If there is a continued expansion of moves by funding bodies and universities to mandate self-archiving with access becoming free within a period that is less than the journals’ current time frames for making material free to all, then a point will come at which so much of the material will be free to readers that the current model of library subscriptions is logically likely to collapse. If peer-reviewed journals are not to cease to exist, this implies a move to author-side payments for journal publication, which will simultaneously achieve funders’ objectives of making articles immediately freely accessible. This could be achieved if funding bodies were to make the money for this available to researchers via their host institutions, and if institutions were to have robust and clear systems to allow researchers to access these funds....

Comments

  • In my comments on the BSF's Position statement on Open Access (September 2007) I criticized the organization for putting many secondary objectives ahead of access to research, and asked whether it had consulted its members about their priorities.  I commend it for conducting this survey. 
  • However, it doesn't make a lot of sense to ask societies and researchers what they think about something they don't understand.  I count this survey as good evidence of how much author and society education we still need to do, and not as good evidence for or against OA itself.
  • The BSF understands the problem, and acknowledges that "amongst the 1368 researchers who responded to the online survey, there was considerable confusion about what Open Access journals actually are."  Perhaps as a result, BSF feels free to draw a conclusion undermined by its own survey.  While the vast majority of its respondents (75% v. 20%) would rather read the published editions of articles than the peer-reviewed manuscripts typically self-archived, BSF nevertheless concludes that the rise of green OA will undermine journal subscriptions.  It offers no evidence that this is one of the points on which its respondents were misinformed.

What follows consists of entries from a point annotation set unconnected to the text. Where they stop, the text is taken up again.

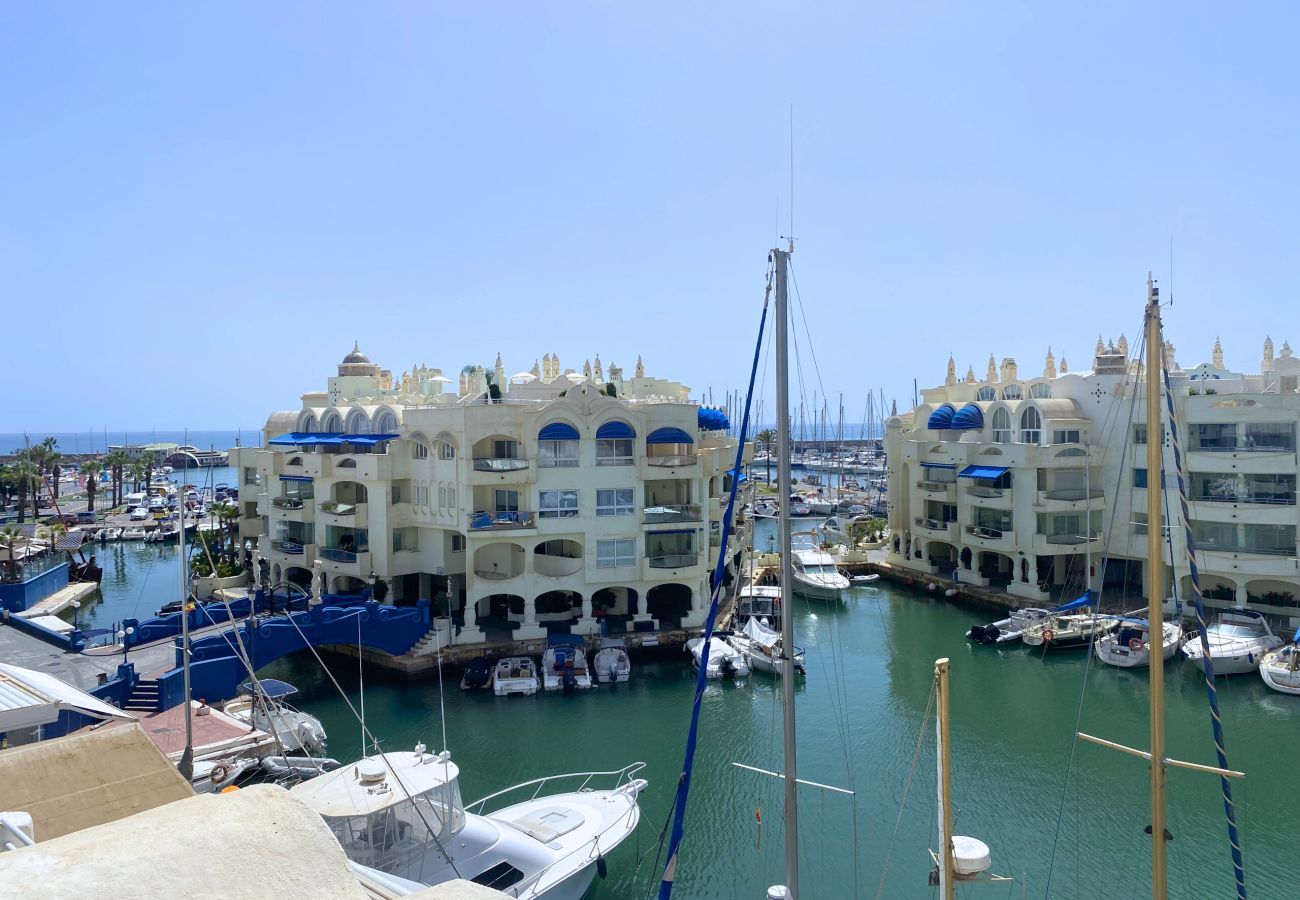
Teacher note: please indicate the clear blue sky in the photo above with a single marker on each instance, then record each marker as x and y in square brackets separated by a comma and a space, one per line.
[204, 204]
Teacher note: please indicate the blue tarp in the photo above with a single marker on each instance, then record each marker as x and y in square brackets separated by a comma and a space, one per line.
[558, 431]
[982, 472]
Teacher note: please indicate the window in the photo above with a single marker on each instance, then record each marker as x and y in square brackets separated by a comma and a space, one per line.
[557, 503]
[1031, 427]
[614, 451]
[616, 501]
[615, 554]
[1001, 425]
[551, 454]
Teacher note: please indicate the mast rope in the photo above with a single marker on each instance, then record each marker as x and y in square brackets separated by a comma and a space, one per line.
[1212, 692]
[679, 808]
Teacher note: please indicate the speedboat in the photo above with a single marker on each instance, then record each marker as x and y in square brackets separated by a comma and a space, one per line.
[1129, 647]
[762, 649]
[611, 661]
[477, 675]
[724, 660]
[515, 675]
[564, 663]
[261, 705]
[1238, 641]
[402, 823]
[815, 572]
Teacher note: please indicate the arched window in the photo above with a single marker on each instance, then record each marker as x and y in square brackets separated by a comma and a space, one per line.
[1001, 425]
[1031, 427]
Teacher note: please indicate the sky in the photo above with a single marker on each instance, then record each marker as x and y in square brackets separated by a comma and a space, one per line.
[204, 206]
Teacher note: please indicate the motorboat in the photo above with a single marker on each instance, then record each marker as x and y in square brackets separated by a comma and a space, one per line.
[477, 675]
[1281, 667]
[1129, 647]
[564, 663]
[515, 675]
[261, 705]
[1010, 630]
[814, 570]
[611, 661]
[762, 648]
[724, 660]
[1238, 641]
[401, 822]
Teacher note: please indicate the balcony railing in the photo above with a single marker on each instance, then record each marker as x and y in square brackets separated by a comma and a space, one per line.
[672, 462]
[653, 515]
[501, 520]
[499, 464]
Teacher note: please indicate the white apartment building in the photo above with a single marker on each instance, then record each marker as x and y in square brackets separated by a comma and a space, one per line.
[1038, 485]
[558, 498]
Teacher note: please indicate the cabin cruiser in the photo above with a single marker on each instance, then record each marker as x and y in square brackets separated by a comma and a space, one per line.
[564, 663]
[724, 660]
[1129, 647]
[611, 661]
[762, 649]
[515, 675]
[261, 705]
[1238, 641]
[814, 570]
[401, 821]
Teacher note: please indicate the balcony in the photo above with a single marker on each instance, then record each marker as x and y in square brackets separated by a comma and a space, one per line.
[654, 515]
[501, 520]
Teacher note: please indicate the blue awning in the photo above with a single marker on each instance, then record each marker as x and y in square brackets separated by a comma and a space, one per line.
[967, 418]
[668, 436]
[941, 418]
[558, 431]
[615, 431]
[982, 472]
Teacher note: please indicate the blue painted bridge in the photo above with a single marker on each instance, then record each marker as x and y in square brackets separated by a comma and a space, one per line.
[216, 663]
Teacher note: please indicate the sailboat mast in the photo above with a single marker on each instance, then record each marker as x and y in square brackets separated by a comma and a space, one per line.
[783, 475]
[1156, 593]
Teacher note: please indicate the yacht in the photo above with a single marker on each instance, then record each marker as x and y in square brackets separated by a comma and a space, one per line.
[724, 660]
[611, 661]
[261, 705]
[564, 663]
[815, 572]
[401, 821]
[1238, 643]
[515, 675]
[1129, 647]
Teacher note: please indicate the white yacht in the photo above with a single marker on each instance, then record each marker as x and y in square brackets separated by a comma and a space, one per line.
[564, 663]
[401, 821]
[1238, 641]
[815, 572]
[611, 661]
[515, 675]
[1130, 645]
[263, 706]
[724, 660]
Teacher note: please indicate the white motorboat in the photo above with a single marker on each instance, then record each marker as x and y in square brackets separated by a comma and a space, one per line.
[762, 648]
[261, 705]
[724, 660]
[1238, 641]
[564, 663]
[815, 574]
[515, 675]
[1130, 645]
[401, 821]
[611, 661]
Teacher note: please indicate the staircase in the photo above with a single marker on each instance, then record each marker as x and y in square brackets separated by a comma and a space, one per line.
[144, 697]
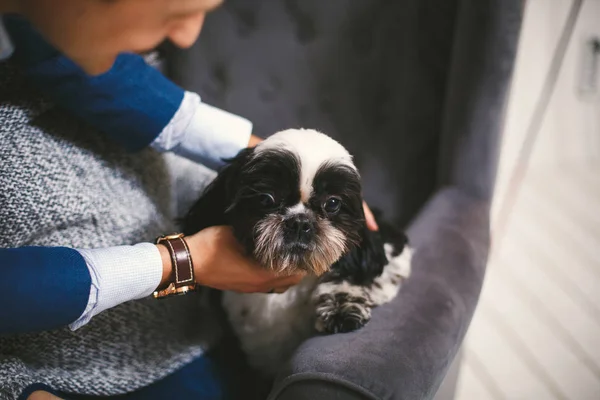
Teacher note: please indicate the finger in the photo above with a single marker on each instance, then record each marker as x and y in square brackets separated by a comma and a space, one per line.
[289, 280]
[370, 218]
[280, 290]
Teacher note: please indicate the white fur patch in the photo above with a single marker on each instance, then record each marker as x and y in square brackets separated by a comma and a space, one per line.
[313, 149]
[299, 208]
[271, 326]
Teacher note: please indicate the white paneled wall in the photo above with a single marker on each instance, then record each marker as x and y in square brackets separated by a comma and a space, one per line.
[570, 131]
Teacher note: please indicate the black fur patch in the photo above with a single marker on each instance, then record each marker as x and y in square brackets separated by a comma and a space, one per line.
[366, 261]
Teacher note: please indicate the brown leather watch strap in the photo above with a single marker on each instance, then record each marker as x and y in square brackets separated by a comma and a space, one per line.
[183, 267]
[182, 261]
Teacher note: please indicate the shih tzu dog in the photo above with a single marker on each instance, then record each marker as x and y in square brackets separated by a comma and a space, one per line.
[295, 204]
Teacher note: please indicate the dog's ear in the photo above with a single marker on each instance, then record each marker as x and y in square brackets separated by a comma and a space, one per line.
[365, 262]
[211, 208]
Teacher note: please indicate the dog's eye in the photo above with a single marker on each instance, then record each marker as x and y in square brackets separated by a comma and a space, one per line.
[332, 205]
[266, 200]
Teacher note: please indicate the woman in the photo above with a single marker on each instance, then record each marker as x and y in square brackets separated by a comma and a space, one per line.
[80, 269]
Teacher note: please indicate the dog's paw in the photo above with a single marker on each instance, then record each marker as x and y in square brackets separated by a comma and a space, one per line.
[341, 312]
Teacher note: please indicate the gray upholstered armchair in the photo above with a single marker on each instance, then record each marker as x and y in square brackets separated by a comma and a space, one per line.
[415, 89]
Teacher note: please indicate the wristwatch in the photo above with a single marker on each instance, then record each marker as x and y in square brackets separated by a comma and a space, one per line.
[183, 268]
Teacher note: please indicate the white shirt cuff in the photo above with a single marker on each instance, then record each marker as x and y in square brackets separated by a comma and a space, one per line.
[204, 133]
[119, 274]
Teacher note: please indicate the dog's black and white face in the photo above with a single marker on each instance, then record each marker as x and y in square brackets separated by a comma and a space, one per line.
[294, 202]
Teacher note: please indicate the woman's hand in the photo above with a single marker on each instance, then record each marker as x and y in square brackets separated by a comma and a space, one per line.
[220, 263]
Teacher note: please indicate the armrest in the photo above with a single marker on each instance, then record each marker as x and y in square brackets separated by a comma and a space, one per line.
[408, 346]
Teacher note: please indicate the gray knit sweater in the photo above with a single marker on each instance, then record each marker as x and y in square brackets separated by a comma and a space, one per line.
[65, 184]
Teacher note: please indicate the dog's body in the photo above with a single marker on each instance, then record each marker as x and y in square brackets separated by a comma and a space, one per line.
[295, 203]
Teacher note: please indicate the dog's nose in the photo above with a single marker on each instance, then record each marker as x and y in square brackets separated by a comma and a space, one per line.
[300, 225]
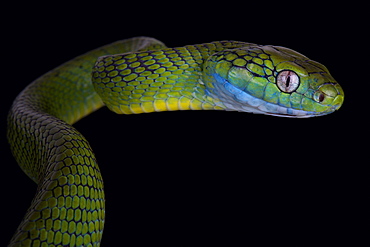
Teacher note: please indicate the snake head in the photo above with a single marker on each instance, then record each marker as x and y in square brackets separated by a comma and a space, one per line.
[271, 80]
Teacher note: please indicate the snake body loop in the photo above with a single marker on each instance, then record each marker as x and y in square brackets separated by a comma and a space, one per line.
[135, 76]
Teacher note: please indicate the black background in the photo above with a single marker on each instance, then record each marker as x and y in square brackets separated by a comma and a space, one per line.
[200, 178]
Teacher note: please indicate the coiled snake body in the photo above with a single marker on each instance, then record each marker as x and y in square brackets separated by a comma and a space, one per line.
[145, 76]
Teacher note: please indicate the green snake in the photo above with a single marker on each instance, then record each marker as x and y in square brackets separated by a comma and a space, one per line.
[141, 75]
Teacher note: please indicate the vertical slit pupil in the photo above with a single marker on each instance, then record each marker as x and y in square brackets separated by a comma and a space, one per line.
[287, 81]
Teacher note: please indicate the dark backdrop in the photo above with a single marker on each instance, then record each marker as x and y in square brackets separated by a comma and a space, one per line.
[196, 178]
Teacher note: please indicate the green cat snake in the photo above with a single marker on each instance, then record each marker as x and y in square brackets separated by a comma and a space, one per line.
[140, 75]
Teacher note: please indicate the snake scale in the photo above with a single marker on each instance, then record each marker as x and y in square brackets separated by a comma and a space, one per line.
[141, 75]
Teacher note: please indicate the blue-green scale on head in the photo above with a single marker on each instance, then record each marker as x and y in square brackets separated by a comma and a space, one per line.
[271, 80]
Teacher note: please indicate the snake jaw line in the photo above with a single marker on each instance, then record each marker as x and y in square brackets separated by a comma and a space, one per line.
[145, 76]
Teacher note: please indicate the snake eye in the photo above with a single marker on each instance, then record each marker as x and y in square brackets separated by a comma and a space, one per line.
[287, 81]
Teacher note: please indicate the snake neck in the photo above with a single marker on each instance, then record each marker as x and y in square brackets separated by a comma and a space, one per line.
[159, 80]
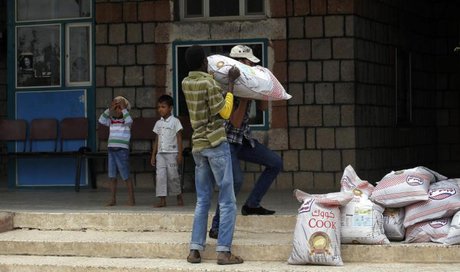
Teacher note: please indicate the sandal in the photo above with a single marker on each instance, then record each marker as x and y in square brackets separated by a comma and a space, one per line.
[226, 257]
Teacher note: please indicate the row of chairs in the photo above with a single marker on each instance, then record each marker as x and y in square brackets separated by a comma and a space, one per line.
[76, 128]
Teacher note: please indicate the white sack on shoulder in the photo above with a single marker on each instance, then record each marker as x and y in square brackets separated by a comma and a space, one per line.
[393, 223]
[254, 82]
[361, 219]
[317, 231]
[401, 188]
[443, 201]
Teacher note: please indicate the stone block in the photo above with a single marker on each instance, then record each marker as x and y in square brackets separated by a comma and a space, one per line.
[126, 55]
[301, 7]
[101, 34]
[296, 90]
[321, 49]
[344, 93]
[315, 71]
[331, 70]
[332, 160]
[100, 77]
[117, 34]
[114, 76]
[303, 181]
[284, 181]
[104, 97]
[324, 93]
[297, 72]
[145, 54]
[314, 27]
[291, 160]
[148, 30]
[279, 48]
[129, 12]
[311, 138]
[109, 13]
[345, 137]
[278, 139]
[318, 7]
[293, 113]
[134, 33]
[334, 26]
[297, 138]
[324, 182]
[347, 70]
[331, 116]
[325, 138]
[134, 76]
[310, 160]
[343, 48]
[299, 49]
[347, 115]
[106, 55]
[146, 97]
[310, 116]
[296, 27]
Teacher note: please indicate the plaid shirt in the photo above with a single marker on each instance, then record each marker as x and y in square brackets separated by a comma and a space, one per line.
[236, 135]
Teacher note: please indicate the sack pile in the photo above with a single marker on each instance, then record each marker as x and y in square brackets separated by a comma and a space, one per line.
[416, 205]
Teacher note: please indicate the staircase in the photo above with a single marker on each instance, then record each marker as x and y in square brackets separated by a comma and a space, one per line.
[158, 241]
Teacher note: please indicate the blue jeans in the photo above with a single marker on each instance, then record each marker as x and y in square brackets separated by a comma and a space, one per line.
[259, 154]
[213, 165]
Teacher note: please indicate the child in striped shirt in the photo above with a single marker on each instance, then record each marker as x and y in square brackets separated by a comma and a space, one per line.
[119, 121]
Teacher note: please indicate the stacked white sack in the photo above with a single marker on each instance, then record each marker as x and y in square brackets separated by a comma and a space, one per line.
[443, 201]
[361, 219]
[401, 188]
[254, 82]
[317, 231]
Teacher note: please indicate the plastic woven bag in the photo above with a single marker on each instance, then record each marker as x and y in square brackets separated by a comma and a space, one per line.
[317, 231]
[254, 82]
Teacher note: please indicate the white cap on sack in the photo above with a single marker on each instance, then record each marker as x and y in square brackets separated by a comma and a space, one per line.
[243, 51]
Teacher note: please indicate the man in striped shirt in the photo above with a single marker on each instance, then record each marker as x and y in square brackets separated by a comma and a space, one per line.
[119, 121]
[208, 108]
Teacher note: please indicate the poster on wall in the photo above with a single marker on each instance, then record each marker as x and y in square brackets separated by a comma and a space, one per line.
[57, 104]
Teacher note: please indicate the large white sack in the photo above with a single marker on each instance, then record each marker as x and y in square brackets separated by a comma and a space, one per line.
[443, 201]
[453, 235]
[317, 231]
[254, 82]
[428, 231]
[361, 219]
[401, 188]
[393, 223]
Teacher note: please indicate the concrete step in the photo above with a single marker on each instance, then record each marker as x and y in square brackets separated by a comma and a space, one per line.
[85, 264]
[174, 245]
[142, 221]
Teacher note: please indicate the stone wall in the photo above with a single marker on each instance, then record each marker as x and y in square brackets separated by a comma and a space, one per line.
[3, 82]
[447, 87]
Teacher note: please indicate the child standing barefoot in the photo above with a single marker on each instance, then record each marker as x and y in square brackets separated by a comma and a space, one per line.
[119, 121]
[167, 153]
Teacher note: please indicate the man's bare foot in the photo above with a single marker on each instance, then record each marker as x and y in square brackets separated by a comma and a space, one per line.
[180, 200]
[111, 202]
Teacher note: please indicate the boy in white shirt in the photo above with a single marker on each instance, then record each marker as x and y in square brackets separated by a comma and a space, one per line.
[167, 152]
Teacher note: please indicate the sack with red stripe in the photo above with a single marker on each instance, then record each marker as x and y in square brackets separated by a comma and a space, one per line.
[317, 231]
[255, 82]
[428, 231]
[443, 201]
[401, 188]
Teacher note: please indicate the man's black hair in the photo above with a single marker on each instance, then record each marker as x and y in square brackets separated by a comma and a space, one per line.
[167, 99]
[194, 57]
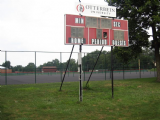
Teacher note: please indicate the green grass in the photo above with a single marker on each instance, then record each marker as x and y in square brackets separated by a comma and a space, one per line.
[133, 99]
[153, 69]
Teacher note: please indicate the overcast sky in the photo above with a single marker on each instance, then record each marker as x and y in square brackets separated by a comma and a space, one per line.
[36, 25]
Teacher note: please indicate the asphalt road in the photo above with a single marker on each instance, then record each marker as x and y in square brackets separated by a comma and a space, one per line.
[50, 78]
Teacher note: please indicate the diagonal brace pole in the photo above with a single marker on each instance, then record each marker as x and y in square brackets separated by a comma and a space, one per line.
[66, 67]
[94, 65]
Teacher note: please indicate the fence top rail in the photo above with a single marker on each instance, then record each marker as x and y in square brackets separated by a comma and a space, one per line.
[44, 51]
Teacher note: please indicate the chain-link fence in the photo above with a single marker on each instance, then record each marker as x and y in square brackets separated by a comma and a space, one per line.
[29, 67]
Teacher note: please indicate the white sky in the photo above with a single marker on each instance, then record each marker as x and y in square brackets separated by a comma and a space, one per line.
[37, 25]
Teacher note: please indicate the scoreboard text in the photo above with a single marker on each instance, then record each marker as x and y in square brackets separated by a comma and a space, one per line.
[95, 31]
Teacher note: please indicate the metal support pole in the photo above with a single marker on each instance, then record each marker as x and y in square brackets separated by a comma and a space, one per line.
[112, 71]
[139, 63]
[94, 65]
[84, 66]
[35, 68]
[5, 68]
[66, 68]
[61, 66]
[123, 70]
[105, 66]
[80, 75]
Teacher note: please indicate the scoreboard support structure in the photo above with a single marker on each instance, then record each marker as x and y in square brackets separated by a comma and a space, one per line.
[66, 68]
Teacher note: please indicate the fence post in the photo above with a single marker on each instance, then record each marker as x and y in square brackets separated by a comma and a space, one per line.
[5, 68]
[35, 67]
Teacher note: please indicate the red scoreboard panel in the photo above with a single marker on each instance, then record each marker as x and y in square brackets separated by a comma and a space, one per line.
[95, 31]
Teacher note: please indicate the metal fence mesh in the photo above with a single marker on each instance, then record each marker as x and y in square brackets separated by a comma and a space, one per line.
[27, 67]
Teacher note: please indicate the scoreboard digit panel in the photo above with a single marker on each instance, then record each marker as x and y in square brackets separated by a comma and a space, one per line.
[95, 31]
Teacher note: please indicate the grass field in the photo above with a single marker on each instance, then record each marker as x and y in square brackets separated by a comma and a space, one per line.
[133, 99]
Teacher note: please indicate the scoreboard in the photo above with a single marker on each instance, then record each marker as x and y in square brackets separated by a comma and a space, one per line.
[95, 31]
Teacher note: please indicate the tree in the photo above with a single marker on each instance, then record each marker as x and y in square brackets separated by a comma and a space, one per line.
[142, 15]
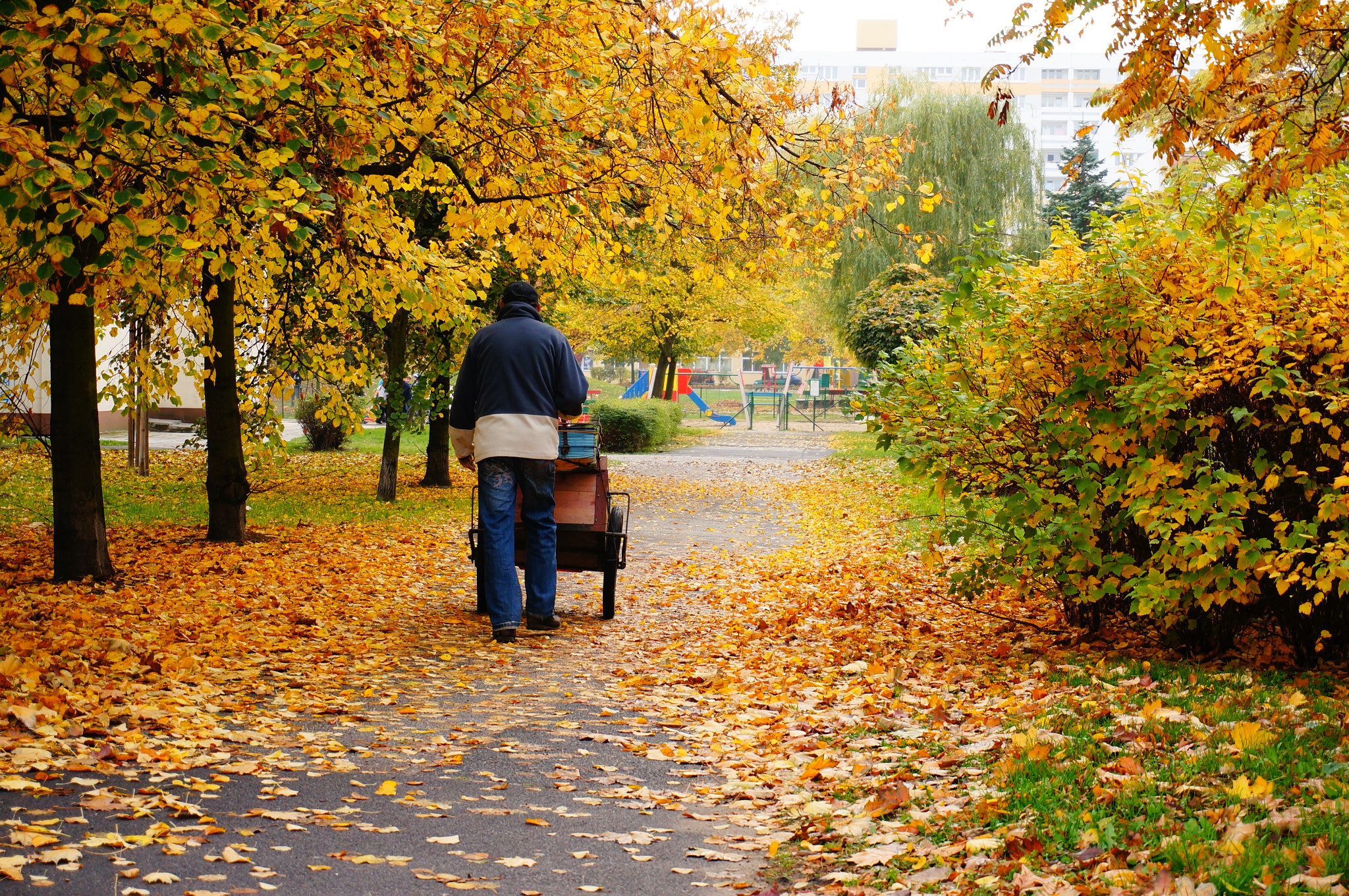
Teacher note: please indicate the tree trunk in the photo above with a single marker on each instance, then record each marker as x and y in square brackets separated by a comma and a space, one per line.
[80, 537]
[227, 476]
[659, 375]
[437, 440]
[396, 357]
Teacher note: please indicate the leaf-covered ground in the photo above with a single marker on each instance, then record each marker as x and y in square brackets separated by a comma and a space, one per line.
[823, 710]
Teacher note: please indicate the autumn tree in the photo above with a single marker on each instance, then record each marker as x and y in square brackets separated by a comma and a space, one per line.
[981, 172]
[181, 151]
[673, 301]
[1256, 84]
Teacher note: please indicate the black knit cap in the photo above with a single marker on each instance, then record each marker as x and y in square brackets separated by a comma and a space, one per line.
[521, 292]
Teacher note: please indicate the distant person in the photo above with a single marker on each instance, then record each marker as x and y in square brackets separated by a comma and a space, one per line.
[518, 378]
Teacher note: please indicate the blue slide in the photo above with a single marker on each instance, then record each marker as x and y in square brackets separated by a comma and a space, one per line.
[637, 390]
[702, 406]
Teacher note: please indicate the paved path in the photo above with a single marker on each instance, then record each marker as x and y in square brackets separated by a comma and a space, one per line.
[522, 763]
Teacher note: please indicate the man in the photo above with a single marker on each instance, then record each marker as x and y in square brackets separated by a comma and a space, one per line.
[518, 378]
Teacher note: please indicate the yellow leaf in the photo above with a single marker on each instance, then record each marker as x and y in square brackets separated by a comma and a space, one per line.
[1243, 789]
[1250, 736]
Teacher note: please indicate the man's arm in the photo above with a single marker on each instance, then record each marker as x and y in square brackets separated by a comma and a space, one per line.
[463, 410]
[568, 383]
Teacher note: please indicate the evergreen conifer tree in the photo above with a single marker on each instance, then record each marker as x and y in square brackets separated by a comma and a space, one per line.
[1086, 190]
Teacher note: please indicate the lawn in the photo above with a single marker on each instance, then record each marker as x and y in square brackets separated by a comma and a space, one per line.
[300, 487]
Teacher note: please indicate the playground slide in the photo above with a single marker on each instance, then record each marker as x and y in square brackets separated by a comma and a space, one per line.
[702, 406]
[637, 390]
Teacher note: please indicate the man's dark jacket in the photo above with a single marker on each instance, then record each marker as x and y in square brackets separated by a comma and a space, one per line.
[518, 375]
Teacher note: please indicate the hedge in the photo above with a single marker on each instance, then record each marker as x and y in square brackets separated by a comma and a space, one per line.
[328, 419]
[1155, 425]
[636, 425]
[897, 306]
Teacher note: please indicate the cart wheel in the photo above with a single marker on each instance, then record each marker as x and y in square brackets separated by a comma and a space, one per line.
[611, 550]
[615, 525]
[610, 587]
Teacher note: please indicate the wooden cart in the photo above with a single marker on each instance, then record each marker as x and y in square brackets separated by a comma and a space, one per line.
[592, 526]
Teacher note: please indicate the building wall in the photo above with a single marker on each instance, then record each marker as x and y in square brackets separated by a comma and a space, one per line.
[189, 396]
[1051, 97]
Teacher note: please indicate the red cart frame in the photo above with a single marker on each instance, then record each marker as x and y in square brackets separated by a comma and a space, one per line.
[592, 527]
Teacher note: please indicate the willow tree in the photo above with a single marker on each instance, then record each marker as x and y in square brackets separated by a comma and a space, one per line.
[977, 170]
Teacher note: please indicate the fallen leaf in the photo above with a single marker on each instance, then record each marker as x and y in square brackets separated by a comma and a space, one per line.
[161, 878]
[887, 801]
[1250, 736]
[877, 855]
[713, 856]
[10, 866]
[33, 839]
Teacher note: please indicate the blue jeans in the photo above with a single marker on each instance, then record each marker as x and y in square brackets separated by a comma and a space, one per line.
[498, 479]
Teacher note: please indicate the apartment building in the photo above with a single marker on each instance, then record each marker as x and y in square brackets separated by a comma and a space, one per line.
[1053, 96]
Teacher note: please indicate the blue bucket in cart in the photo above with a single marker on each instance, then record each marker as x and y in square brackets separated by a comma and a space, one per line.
[579, 444]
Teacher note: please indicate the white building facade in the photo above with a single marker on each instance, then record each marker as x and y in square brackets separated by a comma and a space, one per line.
[1053, 97]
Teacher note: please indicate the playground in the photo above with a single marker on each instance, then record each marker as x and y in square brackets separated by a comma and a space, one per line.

  • One of its key recommendations is based on this conclusion.  The BSF opposes OA mandates with shorter embargo periods than those voluntarily adopted by journals themselves.  The alternative, it says, is that "the current model of library subscriptions is logically likely to collapse".  But it offers no evidence for this conclusion, from the survey or elsewhere, and ignores the counter-evidence from physics.  It also averts its eyes from the 425 learned societies publishing 450 OA journals, which dispense with embargoes altogether.  Moreover, its recommendation assumes that subscription-based journals with OA backfiles are trying to minimize their embargoes, or have already reduced their embargoes to the shortest periods compatible with their survival, which is very unlikely.  Or it assumes that funders have the same interests as publishers, or should put aside their own interests in order to indulge the interests of publishers, which is nuts. 
  • As it did in its position statement on OA, the BSF continues to assume that all OA journals charge author-side fees.  But most OA journals charge no fees at all, and the OA journals published by learned societies are much more likely (83.3%) to charge no fees than OA journals overall (67%).
  • However, I join the BSF in asking funders to allow grantees to use grant funds to pay publication fees at fee-based OA journals, and I join it in calling on universities to set up funds to help faculty pay the same fees.